Highlights ⇒ Learnings
- It is considered “common sense” that women, equipped with maternal instinct, are innately good at various forms of care, including child care, nursing care, cooking, maintaining the health of the family, and the all-inclusive emotional care. It is even believed that women feel fulfilled by their work. ⇒ So true, we, as men, have never even tried asking women in our lives if they do indeed feel fulfilled?
- Mothers would take care of their family’s needs, including those of their cherished sons, who would then grow up taking their labour for granted. ⇒ We do take our mothers/wives love for ‘granted’, and do not realize that it is a choice they are making, which we should reciprocate too.
- While men may do their part in condemning sexism and misogyny, it wouldn’t occur to them to take on unpaid care work for the family. ⇒ I have this in my own circles itself, many well educated progressive men would do all the nice talking sitting on the couch, but never do care work at home.
- No matter what progressive ideas you may express, those ideas will never reach children’s minds if you don’t act on them**.**A self-proclaimed liberal father may express outrage on hearing about discrimination against women and preach the importance of gender equality.

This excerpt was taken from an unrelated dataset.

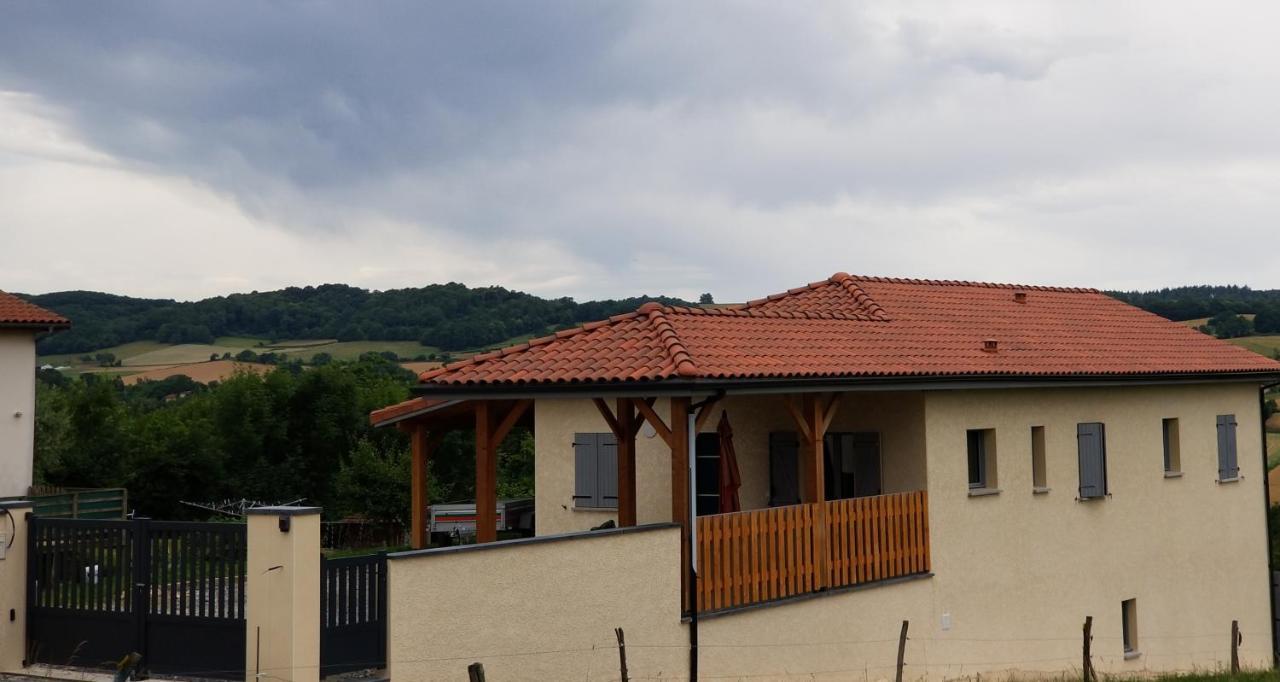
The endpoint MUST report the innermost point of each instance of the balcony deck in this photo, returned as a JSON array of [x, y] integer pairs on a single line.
[[762, 555]]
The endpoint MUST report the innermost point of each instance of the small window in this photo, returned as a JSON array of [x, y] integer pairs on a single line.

But the same father allows his wife, unconsciously and without malice, to carry the bulk of the labour of care. ⇒ There are a lot of lip-service feminists. We as men, need to lead the change by our actions, that begin at our own homes itself.
- I can fully understand that women might feel it’s easier to bear the burden themselves than to keep on arguing with their husbands. ⇒ I had seen this tendency ample in my parents generation where mothers had kind of given up. But its sad to see some of this still continue in our generation too, where I see women giving up on men in marriages and continuing to bear the burden on themselves :(
- I urge women to relinquish, therefore, some of the housework and care that have long been taken for granted. Through your actions, with an iron will, reject the assumption that mothers and wives are the caring sex, and show that women and men are the same human beings. ⇒ We should all personally reflect on this and proactively take on house work / care work from our partners, our mothers.

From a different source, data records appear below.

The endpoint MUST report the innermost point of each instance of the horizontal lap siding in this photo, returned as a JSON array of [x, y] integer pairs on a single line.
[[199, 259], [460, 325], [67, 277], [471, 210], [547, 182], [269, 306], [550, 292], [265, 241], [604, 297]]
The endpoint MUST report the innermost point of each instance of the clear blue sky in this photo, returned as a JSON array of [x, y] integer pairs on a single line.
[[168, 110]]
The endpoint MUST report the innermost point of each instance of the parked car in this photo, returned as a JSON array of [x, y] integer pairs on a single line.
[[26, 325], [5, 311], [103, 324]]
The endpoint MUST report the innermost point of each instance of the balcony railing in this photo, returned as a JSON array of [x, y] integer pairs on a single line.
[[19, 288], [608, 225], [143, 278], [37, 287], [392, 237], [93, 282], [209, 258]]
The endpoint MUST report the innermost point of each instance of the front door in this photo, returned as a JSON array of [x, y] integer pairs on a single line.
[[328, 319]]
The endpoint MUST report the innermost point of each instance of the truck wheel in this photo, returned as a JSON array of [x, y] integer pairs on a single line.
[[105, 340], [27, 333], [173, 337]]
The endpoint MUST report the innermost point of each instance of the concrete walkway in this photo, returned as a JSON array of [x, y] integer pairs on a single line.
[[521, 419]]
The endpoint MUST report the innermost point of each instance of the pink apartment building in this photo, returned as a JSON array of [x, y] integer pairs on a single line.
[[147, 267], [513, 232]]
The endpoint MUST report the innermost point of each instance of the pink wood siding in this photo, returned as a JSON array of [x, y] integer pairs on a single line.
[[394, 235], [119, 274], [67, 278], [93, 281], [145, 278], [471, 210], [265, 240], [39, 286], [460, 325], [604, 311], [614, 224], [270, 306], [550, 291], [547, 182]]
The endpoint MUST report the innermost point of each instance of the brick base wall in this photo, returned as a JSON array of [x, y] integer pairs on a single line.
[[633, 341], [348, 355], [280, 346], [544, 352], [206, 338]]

- To achieve this, we need to show wives and mothers enjoying themselves and pursuing their own pleasures. We need to show that, when we make porridge for you when you have a fever, it’s not because we are wives or mothers, but because of our personal love and responsibility for you. ⇒ Maybe we should start from expressing gratitude towards our mothers / partners for their love and care, not only on that 1 special day in the year but on a daily basis. And subsequently make a list of pleasures they enjoy and try to make those happen for them in whatever capacity we can.
Article:
Fathers must confront their unconscious assumptions, says the Japanese writer
image: Dan Williams
WHEN I WAS little, there were still many public bathhouses in town. As you washed up and soaked in the warm bath, an old lady would enter the bathing area with her clothes on to pick up bits of rubbish or hair strands that accumulated in the drains.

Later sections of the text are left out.